Impasse. Le suicide d’un jeune enseignant stagiaire au collège Hubertine Auclert, fin janvier, a relancé le débat des violences dans les collèges. Les syndicats dénoncent des conditions de travail de plus en plus difficiles, l’académie temporise. Le point sur une situation complexe.

 

Le contexte était déjà tendu dans les collèges. La réforme menée par la ministre de l’Éducation Najat Vallaud-Belkacem a suscité une grosse mobilisation des enseignants le 26 janvier dernier. Le lendemain, Vincent, enseignant stagiaire à Toulouse se suicide. Un acte de désespoir qui a mis de l’huile sur le feu. Son entourage pointe du doigt les conditions de travail devenues trop difficiles à supporter au quotidien dans son établissement. Le collège Hubertine Auclert (quartier Croix Daurade) ne fait pas partie des neuf établissements classés REP (Réseau d’éducation prioritaire) de l’académie. Mais dans une lettre ouverte, publiée dans Politis, ses collègues évoquent les problèmes récurrents auxquels ils font face : « insultes, incivilités, coups portés sur les adultes, dégradations des locaux, déclenchements incessants de l’alarme incendie, violence dans la cour, en classe ou devant le collège, harcèlements conduisant certains élèves à des absences répétées voire à des départs de notre établissement. Il se tient dans le collège plus de 15 conseils de discipline par an, et tout autant ne sont pas tenus pour faire baisser les chiffres… »  Pour Bernard Schwartz, secrétaire général du SNES 31, « le suicide de ce professeur est un évènement grave minimisé par l’académie, qui évoque un problème personnel. » « La faute est sans cesse renvoyer sur les enseignants, l’interview du directeur académique dans la Dépêche du Midi est méprisante pour notre métier », renchérit un professeur syndiqué à Sud éducation.
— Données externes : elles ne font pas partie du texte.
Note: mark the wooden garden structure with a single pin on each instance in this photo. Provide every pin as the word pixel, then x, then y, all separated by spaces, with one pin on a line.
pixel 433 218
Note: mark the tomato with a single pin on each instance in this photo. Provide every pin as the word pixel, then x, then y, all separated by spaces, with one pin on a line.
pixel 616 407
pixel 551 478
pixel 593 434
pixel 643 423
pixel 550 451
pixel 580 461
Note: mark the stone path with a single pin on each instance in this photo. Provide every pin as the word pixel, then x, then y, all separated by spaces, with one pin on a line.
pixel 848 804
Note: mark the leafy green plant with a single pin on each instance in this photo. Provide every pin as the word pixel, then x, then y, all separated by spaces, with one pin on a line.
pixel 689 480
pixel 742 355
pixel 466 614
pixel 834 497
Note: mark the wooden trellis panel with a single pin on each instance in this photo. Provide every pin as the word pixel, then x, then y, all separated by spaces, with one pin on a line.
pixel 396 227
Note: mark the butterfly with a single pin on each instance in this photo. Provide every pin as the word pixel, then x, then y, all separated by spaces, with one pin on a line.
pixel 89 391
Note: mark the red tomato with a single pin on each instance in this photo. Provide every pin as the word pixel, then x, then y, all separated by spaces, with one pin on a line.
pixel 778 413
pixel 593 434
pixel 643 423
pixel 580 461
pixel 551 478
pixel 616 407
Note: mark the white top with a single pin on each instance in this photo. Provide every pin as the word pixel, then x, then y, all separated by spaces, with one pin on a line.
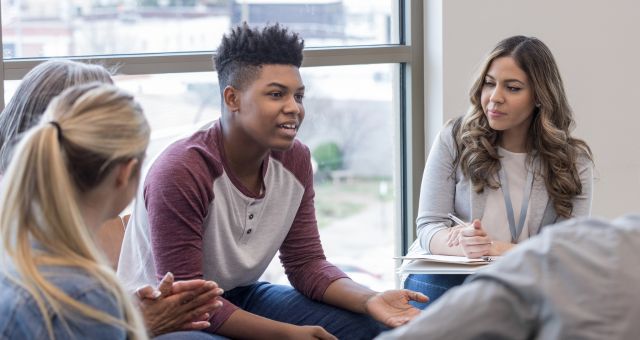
pixel 494 220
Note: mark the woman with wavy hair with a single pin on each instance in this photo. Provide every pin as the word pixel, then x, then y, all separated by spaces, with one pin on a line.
pixel 77 168
pixel 510 165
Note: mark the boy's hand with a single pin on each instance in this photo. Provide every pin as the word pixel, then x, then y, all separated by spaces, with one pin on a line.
pixel 392 307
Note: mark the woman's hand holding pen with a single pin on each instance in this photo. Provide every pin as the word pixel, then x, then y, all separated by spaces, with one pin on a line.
pixel 453 237
pixel 474 241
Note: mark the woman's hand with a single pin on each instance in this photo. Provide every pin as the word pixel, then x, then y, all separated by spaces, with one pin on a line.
pixel 392 307
pixel 453 235
pixel 174 306
pixel 474 241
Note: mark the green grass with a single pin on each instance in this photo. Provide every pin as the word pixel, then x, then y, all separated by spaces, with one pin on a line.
pixel 336 201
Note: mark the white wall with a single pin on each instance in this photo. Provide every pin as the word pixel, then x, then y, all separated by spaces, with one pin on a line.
pixel 597 46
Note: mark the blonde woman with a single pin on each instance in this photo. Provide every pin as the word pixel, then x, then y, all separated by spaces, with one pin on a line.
pixel 73 171
pixel 510 164
pixel 184 305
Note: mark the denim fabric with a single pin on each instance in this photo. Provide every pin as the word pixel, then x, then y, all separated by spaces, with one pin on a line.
pixel 285 304
pixel 432 285
pixel 21 318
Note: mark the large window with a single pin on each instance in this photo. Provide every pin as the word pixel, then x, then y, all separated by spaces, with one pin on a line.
pixel 362 70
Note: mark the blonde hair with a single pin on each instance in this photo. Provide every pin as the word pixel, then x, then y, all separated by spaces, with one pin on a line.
pixel 34 93
pixel 85 133
pixel 549 136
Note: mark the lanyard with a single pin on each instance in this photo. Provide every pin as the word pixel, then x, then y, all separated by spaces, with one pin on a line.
pixel 516 230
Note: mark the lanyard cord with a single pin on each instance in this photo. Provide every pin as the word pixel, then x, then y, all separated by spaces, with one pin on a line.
pixel 516 230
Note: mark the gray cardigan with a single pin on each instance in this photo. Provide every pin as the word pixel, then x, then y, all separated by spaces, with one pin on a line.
pixel 442 193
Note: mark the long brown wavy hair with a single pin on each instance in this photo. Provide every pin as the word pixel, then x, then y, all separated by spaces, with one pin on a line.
pixel 549 138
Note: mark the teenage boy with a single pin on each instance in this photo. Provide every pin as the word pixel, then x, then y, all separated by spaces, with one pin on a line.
pixel 221 203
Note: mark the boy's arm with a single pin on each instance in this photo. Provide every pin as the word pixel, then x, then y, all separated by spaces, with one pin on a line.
pixel 177 194
pixel 244 325
pixel 301 252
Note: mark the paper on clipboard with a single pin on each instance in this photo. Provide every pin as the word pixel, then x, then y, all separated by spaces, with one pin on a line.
pixel 451 259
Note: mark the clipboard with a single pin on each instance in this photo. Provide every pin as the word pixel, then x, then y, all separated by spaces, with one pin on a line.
pixel 461 260
pixel 442 264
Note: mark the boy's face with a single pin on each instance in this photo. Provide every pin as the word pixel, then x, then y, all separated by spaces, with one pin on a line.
pixel 270 109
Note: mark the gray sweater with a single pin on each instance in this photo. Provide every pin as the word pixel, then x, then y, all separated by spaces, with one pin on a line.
pixel 577 280
pixel 442 193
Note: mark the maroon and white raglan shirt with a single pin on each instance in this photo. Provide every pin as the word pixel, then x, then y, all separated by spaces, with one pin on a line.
pixel 194 218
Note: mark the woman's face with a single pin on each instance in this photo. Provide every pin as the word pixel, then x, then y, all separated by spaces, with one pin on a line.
pixel 507 97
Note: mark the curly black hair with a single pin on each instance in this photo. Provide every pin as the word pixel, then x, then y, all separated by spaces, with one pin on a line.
pixel 245 49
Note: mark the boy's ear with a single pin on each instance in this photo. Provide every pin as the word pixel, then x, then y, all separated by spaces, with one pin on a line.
pixel 126 172
pixel 231 99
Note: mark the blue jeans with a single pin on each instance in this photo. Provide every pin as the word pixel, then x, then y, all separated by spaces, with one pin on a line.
pixel 285 304
pixel 432 285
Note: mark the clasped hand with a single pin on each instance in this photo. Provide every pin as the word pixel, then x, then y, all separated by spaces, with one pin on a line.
pixel 175 306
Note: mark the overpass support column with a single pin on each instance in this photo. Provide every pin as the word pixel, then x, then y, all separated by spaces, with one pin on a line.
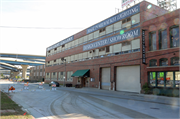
pixel 14 74
pixel 24 70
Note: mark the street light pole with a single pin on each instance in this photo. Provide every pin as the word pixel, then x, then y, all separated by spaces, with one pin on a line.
pixel 65 72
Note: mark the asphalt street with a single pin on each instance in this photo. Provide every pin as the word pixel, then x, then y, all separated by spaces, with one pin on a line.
pixel 89 103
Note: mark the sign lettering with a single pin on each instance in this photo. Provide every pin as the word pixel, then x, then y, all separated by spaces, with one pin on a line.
pixel 129 12
pixel 117 38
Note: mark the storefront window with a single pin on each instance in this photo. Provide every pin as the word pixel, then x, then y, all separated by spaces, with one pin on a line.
pixel 153 62
pixel 177 78
pixel 160 79
pixel 175 61
pixel 169 79
pixel 163 62
pixel 163 39
pixel 152 41
pixel 174 37
pixel 152 79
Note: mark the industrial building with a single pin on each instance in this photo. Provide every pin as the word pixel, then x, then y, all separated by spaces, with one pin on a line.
pixel 120 53
pixel 37 73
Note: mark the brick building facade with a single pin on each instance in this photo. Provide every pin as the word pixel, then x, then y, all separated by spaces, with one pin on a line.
pixel 37 73
pixel 108 55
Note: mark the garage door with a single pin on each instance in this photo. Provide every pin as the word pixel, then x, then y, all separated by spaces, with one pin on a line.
pixel 105 76
pixel 128 79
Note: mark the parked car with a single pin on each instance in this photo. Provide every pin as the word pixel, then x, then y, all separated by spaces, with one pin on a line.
pixel 54 82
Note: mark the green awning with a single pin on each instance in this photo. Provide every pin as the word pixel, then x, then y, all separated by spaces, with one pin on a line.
pixel 81 73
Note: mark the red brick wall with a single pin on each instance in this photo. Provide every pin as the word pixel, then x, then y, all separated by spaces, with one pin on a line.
pixel 150 13
pixel 161 22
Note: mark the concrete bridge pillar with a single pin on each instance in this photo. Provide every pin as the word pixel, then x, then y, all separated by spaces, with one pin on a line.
pixel 14 74
pixel 24 70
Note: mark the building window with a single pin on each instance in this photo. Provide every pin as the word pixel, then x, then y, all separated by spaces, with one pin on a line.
pixel 163 62
pixel 126 20
pixel 126 43
pixel 163 39
pixel 153 62
pixel 175 61
pixel 152 79
pixel 107 48
pixel 177 78
pixel 174 36
pixel 102 49
pixel 101 30
pixel 169 79
pixel 152 41
pixel 160 79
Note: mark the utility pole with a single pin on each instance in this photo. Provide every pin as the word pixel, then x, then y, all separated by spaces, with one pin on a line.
pixel 65 70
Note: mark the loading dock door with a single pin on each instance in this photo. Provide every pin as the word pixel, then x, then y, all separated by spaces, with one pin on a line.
pixel 105 76
pixel 128 79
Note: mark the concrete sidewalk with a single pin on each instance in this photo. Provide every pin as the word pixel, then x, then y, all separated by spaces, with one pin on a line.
pixel 174 101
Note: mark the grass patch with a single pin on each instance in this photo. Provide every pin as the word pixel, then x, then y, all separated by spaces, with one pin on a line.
pixel 8 104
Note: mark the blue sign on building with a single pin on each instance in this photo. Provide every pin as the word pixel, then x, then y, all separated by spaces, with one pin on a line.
pixel 61 43
pixel 117 38
pixel 129 12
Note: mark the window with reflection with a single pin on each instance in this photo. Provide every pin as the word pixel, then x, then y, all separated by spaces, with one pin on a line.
pixel 169 79
pixel 175 61
pixel 152 41
pixel 174 36
pixel 163 62
pixel 160 79
pixel 152 79
pixel 163 39
pixel 153 62
pixel 177 78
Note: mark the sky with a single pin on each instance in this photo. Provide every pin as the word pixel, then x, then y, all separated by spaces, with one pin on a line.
pixel 30 26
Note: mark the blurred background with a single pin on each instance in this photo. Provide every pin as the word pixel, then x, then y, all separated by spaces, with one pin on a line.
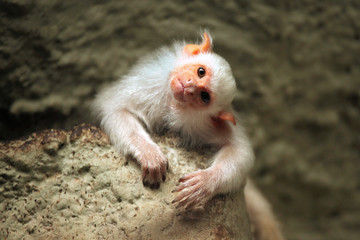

Celui-ci a notamment déclaré : « Personne n’oblige les profs à être profs », mais a tout de même reconnu le manque de formation pour gérer les situations « délicates ».

« Un professeur n’est pas un psychologue, une assistante sociale, un éducateur de rue »

La situation est-elle si catastrophique dans nos collèges toulousains ? Comment mesurer l’évolution des comportements violents ? « Le seul chiffre dont nous disposons est le nombre de signalements qui nous parviennent des établissements », nous indique-t-on à l’académie, « soit 900 incidents recensés en 2014 et 715 en 2015. » Cela comprend tous les niveaux, écoles primaires, collèges, lycées, sur les neuf départements de toute l’académie. En outre, les incidents signalés ne sont pas nécessairement des faits de violence : « Ce peut être une inondation, une fermeture exceptionnelle, un accident de voiture d’un professeur », précise la communication de l’académie, qui affirme ne pas avoir le détail des chiffres. Tous types d’évènements jugés ‘‘anormaux’’ par le chef d’établissement peuvent être signalés. « Mais un même fait ne va pas être considéré de la même manière partout, par exemple, une insulte à un professeur dans un collège difficile où cela arrive couramment ne sera pas signalée, mais elle le sera dans un établissement qui est rarement confronté à cette situation », explique le militant Sud éducation. Autre problème relevé par les syndicats, « la volonté de ne pas faire de vagues, les chefs d’établissement qui poursuivent une logique de carrière n’ont aucun intérêt à faire remonter les informations négatives ». La tension avec les proviseurs, accusés d’être « devenus des managers » est palpable. « Il faut arrêter de stigmatiser l’administration, il y a des gens volontaires qui souhaitent réellement réfléchir à de nouveaux dispositifs pour enrayer la violence dans leurs établissements », tempère Lionel Hanctin, qui a été directeur de la SEGPA du collège Bellefontaine avant de devenir proviseur adjoint du lycée de Pamiers. Lui-même est très engagé pour faire bouger les lignes dans ce quartier, avec son association Jeunesse Action Loisirs.

« Nous voulons faire tomber les déterminismes sociaux »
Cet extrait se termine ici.